Simply not enough cash
Chief problem is the elephant in the room − the £2.3bn Forth Replacement Crossing (FRC) that the ruling SNP government is committed to, but has, as yet, no better funding solution than plundering from the bread tin.
Efforts to convince Whitehall to stump up the cash have failed, PFI is a banned concept under the SNP, tolls are outlawed, and the SNP’s PFI-lite alternative, the Scottish Futures Trust, has fallen flat. Borrowing the cash from the banks is also out, as Westminster is loathe to allow Scotland to head any further down the devolution path − and being able to borrow vast sums of cash without going through the Treasury is a clear step towards it.
So what’s to be done? The FRC is ploughing ahead, with the Arup/Jacobs design well advanced, and invitations to tender for the mega-construction contract sent out − even if the client was this week forced to propose offering tenderers a reimbursement should their bids fail (see News).
“There is a firm commitment to the [Forth Replacement Crossing]. That project will go ahead.”
Ainslie McLouglin, Transport Scotland
Transport Scotland remains committed to the scheme being funded out of the capital budget. “There is a firm commitment to the project. That project will go ahead,” says Transport Scotland head of major transport infrastructure projects Ainslie McLouglin.

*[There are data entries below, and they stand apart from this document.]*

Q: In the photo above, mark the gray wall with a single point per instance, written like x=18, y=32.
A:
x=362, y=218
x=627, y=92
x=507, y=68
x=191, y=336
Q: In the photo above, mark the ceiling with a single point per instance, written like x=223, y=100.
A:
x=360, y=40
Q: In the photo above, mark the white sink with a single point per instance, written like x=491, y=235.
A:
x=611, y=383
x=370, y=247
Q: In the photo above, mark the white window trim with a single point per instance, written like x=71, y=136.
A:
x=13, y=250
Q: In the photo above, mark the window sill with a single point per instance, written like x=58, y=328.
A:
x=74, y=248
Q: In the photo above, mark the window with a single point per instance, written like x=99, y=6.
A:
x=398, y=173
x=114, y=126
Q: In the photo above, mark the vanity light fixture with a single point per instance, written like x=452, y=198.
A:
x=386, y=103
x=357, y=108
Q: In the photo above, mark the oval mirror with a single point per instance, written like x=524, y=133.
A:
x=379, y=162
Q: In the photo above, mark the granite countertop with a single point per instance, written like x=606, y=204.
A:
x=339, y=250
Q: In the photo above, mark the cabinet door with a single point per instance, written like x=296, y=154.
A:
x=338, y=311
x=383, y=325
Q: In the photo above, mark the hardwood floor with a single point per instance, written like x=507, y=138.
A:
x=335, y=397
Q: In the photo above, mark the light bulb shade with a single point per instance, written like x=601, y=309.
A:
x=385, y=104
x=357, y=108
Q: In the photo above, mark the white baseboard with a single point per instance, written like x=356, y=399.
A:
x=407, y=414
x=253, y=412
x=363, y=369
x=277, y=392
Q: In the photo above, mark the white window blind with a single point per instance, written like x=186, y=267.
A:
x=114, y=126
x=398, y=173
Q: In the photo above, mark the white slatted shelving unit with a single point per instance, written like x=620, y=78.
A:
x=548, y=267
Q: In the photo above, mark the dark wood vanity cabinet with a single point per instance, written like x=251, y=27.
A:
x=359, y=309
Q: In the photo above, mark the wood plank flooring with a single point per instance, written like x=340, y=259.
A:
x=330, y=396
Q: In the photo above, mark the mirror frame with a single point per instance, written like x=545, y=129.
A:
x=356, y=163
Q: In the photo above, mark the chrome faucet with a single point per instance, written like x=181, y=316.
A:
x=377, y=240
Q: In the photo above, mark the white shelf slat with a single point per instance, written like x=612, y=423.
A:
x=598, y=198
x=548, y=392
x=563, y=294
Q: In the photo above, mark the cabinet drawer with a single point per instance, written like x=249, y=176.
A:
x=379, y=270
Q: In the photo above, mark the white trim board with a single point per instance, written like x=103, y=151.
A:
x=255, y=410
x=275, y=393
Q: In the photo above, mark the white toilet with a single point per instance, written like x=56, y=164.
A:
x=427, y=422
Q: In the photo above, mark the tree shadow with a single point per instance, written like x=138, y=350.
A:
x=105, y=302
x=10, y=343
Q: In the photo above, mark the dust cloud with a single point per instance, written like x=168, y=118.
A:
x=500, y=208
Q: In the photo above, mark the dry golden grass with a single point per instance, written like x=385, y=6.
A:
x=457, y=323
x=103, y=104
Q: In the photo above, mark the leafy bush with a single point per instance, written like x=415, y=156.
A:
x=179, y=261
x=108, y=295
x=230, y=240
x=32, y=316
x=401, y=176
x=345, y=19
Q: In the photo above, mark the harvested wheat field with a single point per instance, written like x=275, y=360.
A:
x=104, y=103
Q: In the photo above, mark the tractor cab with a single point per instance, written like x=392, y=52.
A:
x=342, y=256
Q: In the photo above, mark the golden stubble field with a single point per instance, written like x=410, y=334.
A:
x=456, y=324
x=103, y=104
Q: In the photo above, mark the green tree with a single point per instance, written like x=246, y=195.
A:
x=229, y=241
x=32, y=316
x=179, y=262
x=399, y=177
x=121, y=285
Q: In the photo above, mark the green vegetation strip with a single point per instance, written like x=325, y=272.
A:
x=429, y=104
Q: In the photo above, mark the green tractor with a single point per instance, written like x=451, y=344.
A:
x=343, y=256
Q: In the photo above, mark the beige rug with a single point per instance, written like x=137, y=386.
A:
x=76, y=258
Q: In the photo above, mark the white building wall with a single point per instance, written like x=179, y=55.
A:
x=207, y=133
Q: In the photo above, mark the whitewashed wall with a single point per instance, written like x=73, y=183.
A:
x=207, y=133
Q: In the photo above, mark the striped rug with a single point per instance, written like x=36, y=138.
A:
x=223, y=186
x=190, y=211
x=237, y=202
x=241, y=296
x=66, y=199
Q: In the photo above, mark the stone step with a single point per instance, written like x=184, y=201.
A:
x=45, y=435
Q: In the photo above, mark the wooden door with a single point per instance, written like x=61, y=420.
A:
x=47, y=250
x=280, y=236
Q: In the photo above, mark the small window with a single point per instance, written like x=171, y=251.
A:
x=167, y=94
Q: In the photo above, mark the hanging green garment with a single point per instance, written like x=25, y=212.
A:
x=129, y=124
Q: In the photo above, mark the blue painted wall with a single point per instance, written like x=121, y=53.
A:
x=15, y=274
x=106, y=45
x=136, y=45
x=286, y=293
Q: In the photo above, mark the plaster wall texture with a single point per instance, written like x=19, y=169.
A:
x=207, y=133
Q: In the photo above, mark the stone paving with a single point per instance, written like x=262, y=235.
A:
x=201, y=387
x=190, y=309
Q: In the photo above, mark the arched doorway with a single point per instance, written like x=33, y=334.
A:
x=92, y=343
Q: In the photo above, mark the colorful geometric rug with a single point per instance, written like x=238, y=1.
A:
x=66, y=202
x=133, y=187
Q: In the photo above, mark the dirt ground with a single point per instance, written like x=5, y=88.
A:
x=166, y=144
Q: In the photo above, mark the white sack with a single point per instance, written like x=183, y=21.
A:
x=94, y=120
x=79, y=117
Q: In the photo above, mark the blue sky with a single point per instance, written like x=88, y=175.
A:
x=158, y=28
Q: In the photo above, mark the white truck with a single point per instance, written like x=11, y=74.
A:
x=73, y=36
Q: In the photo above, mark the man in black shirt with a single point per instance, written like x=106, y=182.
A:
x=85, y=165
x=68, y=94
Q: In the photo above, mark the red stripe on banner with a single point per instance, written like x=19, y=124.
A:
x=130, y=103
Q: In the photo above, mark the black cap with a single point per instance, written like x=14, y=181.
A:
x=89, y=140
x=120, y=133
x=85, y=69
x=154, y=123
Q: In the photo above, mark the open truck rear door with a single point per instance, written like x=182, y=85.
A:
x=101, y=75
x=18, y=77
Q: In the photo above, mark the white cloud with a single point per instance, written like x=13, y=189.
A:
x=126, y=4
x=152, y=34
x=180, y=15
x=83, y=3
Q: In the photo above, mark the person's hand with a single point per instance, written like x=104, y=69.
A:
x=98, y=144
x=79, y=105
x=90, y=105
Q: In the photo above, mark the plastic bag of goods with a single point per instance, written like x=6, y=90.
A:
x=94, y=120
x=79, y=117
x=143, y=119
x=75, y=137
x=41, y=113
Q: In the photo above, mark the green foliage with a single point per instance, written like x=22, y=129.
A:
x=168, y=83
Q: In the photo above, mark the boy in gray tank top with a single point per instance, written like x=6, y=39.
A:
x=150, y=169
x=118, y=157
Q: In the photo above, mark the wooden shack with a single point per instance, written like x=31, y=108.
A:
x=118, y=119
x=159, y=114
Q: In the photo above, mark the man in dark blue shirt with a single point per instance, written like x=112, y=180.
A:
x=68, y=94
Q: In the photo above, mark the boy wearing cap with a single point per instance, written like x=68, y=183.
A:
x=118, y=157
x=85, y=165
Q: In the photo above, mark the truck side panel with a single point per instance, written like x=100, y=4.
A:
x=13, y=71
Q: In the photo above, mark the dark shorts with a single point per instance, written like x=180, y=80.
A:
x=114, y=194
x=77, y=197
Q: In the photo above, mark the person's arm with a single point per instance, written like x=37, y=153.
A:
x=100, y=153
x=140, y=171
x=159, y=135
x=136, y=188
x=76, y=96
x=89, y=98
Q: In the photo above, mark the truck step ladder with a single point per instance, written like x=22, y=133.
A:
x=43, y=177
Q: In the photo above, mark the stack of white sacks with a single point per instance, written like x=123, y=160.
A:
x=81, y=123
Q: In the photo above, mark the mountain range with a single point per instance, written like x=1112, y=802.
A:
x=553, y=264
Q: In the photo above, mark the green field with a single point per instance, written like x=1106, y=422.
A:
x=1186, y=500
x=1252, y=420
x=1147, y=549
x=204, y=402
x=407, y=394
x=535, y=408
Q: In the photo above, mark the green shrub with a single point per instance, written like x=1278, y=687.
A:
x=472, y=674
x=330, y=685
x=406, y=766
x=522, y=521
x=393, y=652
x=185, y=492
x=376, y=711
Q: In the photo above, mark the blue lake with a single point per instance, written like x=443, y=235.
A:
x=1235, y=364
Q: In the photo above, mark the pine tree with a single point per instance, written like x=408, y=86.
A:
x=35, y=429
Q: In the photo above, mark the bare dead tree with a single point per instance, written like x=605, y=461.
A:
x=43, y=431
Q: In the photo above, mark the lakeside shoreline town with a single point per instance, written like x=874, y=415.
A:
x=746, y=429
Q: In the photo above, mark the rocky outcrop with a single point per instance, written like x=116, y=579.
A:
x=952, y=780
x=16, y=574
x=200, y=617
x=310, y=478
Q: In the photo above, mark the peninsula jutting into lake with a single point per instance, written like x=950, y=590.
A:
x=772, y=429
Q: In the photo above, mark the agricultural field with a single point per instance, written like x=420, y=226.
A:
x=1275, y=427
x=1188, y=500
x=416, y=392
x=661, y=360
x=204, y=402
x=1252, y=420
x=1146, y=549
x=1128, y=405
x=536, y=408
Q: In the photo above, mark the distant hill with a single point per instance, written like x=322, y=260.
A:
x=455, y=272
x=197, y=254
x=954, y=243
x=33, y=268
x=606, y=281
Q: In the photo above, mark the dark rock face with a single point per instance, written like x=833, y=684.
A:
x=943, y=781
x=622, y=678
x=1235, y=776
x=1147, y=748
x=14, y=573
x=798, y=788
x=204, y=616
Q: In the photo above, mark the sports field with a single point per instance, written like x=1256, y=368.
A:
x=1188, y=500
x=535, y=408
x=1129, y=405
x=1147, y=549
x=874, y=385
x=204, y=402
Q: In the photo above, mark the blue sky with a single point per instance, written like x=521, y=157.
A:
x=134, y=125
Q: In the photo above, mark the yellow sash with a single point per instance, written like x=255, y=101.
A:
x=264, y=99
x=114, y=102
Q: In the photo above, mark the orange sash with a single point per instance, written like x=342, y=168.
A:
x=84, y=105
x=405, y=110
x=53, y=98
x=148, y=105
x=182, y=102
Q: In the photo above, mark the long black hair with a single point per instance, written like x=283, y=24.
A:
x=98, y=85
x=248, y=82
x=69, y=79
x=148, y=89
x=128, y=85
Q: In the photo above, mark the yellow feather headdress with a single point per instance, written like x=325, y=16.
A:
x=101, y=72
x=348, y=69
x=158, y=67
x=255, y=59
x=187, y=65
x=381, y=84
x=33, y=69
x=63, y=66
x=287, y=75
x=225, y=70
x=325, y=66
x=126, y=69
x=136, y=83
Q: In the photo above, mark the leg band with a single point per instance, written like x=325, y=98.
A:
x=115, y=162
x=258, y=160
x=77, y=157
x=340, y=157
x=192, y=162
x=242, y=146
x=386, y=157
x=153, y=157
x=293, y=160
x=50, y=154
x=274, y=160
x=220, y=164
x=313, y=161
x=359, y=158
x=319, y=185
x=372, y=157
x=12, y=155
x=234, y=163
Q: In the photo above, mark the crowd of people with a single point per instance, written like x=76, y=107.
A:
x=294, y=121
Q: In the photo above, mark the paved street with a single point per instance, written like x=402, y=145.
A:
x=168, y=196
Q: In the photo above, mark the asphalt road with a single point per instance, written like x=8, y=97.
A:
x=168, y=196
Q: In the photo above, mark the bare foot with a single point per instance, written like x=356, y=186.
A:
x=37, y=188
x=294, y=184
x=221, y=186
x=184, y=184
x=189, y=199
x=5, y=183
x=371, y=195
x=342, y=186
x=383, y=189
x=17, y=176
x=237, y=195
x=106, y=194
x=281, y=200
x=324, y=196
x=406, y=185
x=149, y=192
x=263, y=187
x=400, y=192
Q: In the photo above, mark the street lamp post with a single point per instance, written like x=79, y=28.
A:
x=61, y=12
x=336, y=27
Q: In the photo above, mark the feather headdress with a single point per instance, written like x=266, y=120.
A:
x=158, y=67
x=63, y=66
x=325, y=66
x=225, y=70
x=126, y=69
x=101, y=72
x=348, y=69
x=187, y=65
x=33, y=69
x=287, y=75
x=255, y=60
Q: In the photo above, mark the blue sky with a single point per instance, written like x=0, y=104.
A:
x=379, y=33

“And the Government remains committed to funding it on a conventional basis.”
But most hopes − and certainly those of the construction industry − are pinned on a rescue of the Scottish Futures Trust, which in its present form is effectively a PFI without the profit. The SNP is probably going to need to compromise and allow someone to make at least some money from the deal.
“The FRC could have a dramatic impact on our market,” says Civil Engineering Contractors Association (CECA) Scotland director Alan Watt. “We would welcome any facility whereby Scotland didn’t have to pay for it as it was built because of the impact it would have on other budgets, principally transport.”
Little in the pot
CECA is understandably concerned that £500M a year over four or five years to pay one consortium for the FRC would leave little in the pot for contractors working on other projects around the country.
Signs are that the impact of FRC is already being felt, with last week’s announcement that the Glasgow Airport Rail Link (GARL) has been canned (see News).
Until last week such a move was unthinkable, with the project a key part of Glasgow’s successful bid for the 2014 Commonwealth Games. But contract award had already been delayed amid rumours of land acquisition problems.
Further financial issues are also yet to be resolved on the Edinburgh tram project. It is under construction and will be built, but the question of who will pay for any cost overruns remains to be answered (NCE 10 September).
Transport Scotland says it remains committed to “significant levels of investment to improve transport networks across the country”, including “an ambitious programme of major enhancements”. Projects such as the £450M M74 completion, Aberdeen’s Western Peripheral Route, the Borders Railway and support for the delivery of the £500M Edinburgh tram project are all either under way or in advanced planning stages − although that did not save GARL.
“We have got two of the largest projects in the UK under way already, with a combined value of more than £800M. We’ve got £40M to £50M of projects at tender and we’re about to launch the tender for the FRC, which is worth over £2bn,” says McLouglin. “It’s a pretty big programme by any stretch.”
Hard to disagree, perhaps, but some are already arguing that the long-term plan − at £23bn − is not visionary enough.
This summer think-tank Reform Scotland put forward its own proposal for a fully integrated road, rail and air hub called “Grand Central” around Edinburgh airport as the centrepiece of a £25bn revolution in transport policy.
“We’ve got £40M to £50M of projects at tender and we’re about to launch the tender for the FRC, which is worth over £2bn. It’s a pretty big programme by any stretch.”
Ainslie McLouglin, Transport Scotland
This hub − the main railway station in Scotland − would create the focal point for a properly integrated network of road, rail and air transportation, it claims. The station would be fed by high-speed rail links from England and Scotland’s main cities of Glasgow, Edinburgh, Stirling, Perth, Dundee, Aberdeen and Inverness.
In addition an improved trunk road network would cut journey times between Scotland’s main cities, with particular attention given to upgrading road links to Aberdeen and Inverness − not entirely dissimilar to Transport Scotland’s plans.
Indeed Transport Scotland would not disagree over the need for high speed − further development of rail routes between England and Scotland is considered essential in the STPR in the light of their strategic importance for freight and to provide a viable alternative to air travel and the use of private cars.
Where Reform Scotland’s ideas fundamentally differ is in the funding. Funding of its plan would come, in part, from roadpricing schemes covering the whole of Scotland − something that is not on the agenda of the SNP in Holyrood. More funding would come by granting the Scottish Parliament greater taxraising powers − something that is not on the agenda of Brown and co in Westminster.